According to their trade magazine Caterer and Hotelkeeper rumours abound that glowing reviews are often posted anonymously by the hotels and restaurants themselves, and damning reviews – and some have made accusations of food poisoning without proof – often posted anonymously by competitors. Review site TripAdvisor have confirmed that their anonymous reviewers don’t even have to prove that they stayed at a hotel or ate at a restaurant to post a review of it, so what real value are the reviews?
Groups benefitting from the negative publicity for the review sites are the serious restaurant and hotel reviewers, who are identifiable and accountable and, for most looking for honest opinion, much more trustworthy by contrast.

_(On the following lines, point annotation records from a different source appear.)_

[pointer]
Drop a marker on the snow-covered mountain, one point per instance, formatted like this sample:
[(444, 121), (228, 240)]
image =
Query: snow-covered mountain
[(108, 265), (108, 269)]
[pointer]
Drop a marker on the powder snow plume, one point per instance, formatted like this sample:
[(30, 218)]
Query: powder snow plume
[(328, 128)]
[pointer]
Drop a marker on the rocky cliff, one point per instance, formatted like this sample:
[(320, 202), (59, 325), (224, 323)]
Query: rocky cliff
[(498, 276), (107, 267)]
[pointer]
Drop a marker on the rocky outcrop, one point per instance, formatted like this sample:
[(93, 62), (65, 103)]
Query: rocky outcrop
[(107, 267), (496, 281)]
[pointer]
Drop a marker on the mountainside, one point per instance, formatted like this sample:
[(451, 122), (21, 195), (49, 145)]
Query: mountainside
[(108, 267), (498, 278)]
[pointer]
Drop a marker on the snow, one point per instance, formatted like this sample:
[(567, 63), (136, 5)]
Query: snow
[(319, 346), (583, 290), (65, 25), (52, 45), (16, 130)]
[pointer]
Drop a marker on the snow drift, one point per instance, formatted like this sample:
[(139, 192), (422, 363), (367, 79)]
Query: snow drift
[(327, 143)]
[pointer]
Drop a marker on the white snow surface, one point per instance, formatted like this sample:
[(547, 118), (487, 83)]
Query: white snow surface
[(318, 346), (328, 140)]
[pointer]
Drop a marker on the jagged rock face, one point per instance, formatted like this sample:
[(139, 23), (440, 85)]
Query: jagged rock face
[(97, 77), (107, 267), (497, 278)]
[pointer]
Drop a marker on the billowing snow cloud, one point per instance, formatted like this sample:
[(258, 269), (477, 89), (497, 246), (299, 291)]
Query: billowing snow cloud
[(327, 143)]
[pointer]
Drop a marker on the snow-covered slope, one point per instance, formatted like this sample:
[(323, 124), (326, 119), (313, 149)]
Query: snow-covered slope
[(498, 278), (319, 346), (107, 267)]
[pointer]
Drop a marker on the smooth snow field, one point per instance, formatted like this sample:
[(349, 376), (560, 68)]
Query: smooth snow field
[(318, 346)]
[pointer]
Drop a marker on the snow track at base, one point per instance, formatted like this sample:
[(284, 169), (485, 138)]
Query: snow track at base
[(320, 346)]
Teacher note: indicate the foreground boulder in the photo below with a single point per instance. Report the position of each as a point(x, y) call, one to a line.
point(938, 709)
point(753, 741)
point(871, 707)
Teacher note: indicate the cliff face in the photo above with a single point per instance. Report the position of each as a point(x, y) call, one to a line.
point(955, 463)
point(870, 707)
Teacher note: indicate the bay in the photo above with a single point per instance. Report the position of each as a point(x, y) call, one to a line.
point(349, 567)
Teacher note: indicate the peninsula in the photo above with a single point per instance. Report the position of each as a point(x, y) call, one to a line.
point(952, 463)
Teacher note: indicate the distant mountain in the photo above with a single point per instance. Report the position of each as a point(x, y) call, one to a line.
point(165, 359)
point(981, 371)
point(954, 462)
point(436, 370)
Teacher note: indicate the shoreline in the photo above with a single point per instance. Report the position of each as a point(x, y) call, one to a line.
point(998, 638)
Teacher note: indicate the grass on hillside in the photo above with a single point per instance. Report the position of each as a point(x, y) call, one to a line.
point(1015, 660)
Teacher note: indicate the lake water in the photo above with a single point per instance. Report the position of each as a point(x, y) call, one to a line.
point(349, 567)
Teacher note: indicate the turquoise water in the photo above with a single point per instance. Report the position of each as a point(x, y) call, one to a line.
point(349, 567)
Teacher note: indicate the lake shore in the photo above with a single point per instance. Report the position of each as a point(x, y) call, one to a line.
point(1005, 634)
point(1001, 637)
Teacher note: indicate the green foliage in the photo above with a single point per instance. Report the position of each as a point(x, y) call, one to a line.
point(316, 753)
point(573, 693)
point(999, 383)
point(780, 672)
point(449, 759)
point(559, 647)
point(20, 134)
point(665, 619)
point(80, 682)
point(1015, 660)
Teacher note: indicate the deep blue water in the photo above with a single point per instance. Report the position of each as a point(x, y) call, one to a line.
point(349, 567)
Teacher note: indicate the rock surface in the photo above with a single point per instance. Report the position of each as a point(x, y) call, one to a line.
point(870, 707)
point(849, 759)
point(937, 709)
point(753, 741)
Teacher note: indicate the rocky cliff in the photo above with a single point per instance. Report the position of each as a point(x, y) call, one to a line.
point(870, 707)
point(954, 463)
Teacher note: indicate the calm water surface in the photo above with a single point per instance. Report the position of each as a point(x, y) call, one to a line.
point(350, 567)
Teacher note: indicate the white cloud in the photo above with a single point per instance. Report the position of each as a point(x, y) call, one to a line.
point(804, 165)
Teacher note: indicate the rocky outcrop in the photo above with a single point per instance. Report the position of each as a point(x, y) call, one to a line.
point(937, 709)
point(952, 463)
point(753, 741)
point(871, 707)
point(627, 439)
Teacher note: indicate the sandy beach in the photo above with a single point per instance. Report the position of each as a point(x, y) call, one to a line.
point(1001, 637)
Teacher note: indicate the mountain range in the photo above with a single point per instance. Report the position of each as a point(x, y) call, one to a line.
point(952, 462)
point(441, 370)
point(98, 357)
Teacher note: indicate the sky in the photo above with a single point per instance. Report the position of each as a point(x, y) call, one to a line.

Given the above some cynics have suggested that the presence of negative reviews on sites such as TripAdvisor is a sure indication that the competitors of a hotel or restaurant are taking it seriously, and that it is well worth a visit. This, for some will be the right nemesis for what started off as a good idea and has now become, courtesy of some aggressive marketing, a much devalued currency.
Meanwhile one restaurant getting good and bad reviews is the Rajput Indian in Harrogate which was described by critic Jay Rayner last year as serving him a “car crash” of a meal, but by adulatory members of the public as “Harrogate’s best-kept secret”, a remarkably prescient observation given that the owner and her two sons have been jailed for three years for people trafficking and treating the staff they imported as slaves.